Background: Helicobacter pylori induces an invasive phenotype in gastric epithelial cells through a mechanism that requires the type IV secretion system and the phosphorylation of c-Met. The E-cadherin-catenin complex is a major component of the adherens junctions and functions as an invasion suppressor. We investigated whether E-cadherin has a role in H. pylori-induced, c-Met phosphorylation-dependent cell-invasive phenotype.
Methods: AGS cells that lack E-cadherin and that are invasive to H. pylori stimulation were transduced with E-cadherin and infected with H. pylori. NCI-N87 cells, which endogenously express E-cadherin, were also used for infection experiments.

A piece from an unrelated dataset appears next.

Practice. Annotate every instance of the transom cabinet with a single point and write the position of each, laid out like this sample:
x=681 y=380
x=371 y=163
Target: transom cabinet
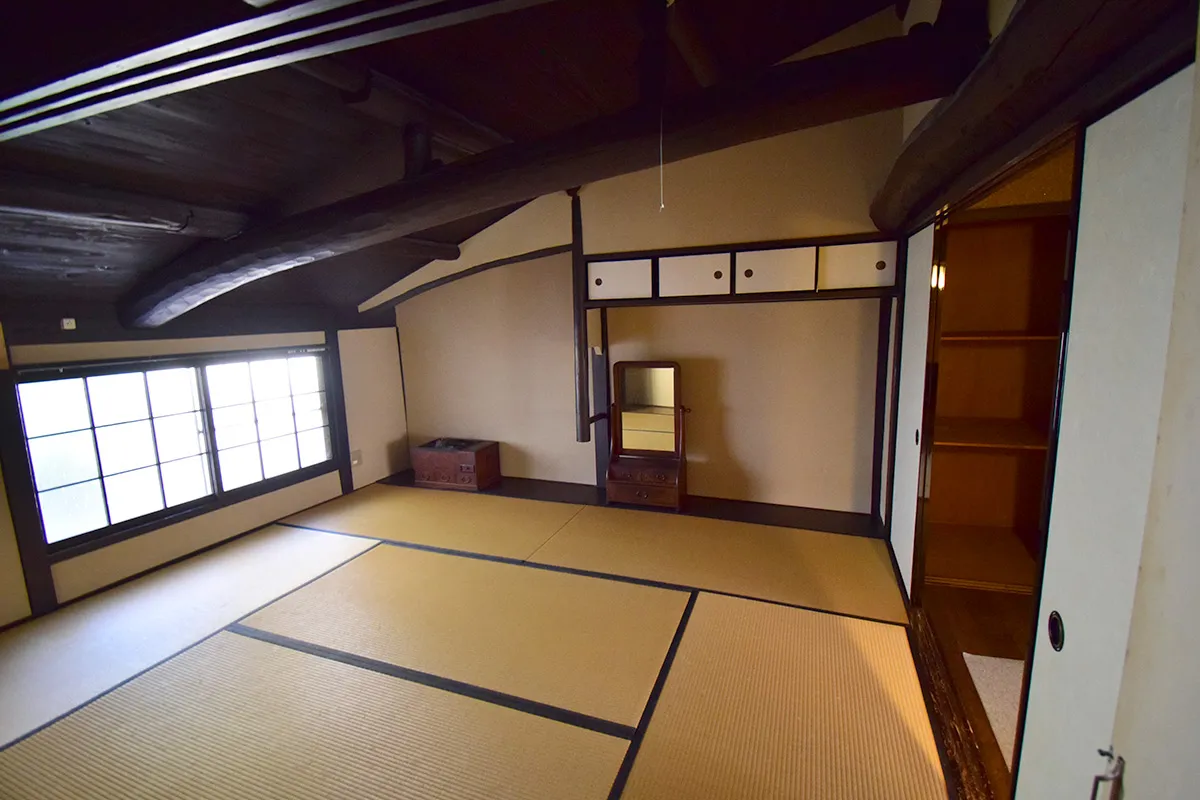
x=777 y=270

Results: E-cadherin was sufficient to suppress not only H. pylori-mediated cell-invasive phenotype but also c-Met and p120-catenin tyrosine phosphorylation. H. pylori infection led to increased interactions between E-cadherin and p120-catenin, c-Met and E-cadherin, and c-Met and p120-catenin. Using in vitro infection assays, we showed that H. pylori CagA interacts with E-cadherin, p120-catenin, and c-Met. Finally, using small interfering RNA, we showed that interactions between CagA and E-cadherin and between CagA and p120-catenin were established through c-Met.
Conclusions: We suggest that H. pylori alters the E-cadherin-catenin complex, leading to formation of a multiproteic complex composed of CagA, c-Met, E-cadherin, and p120-catenin. This complex abrogates c-Met and p120-catenin tyrosine phosphorylation and suppresses the cell-invasive phenotype induced by H. pylori.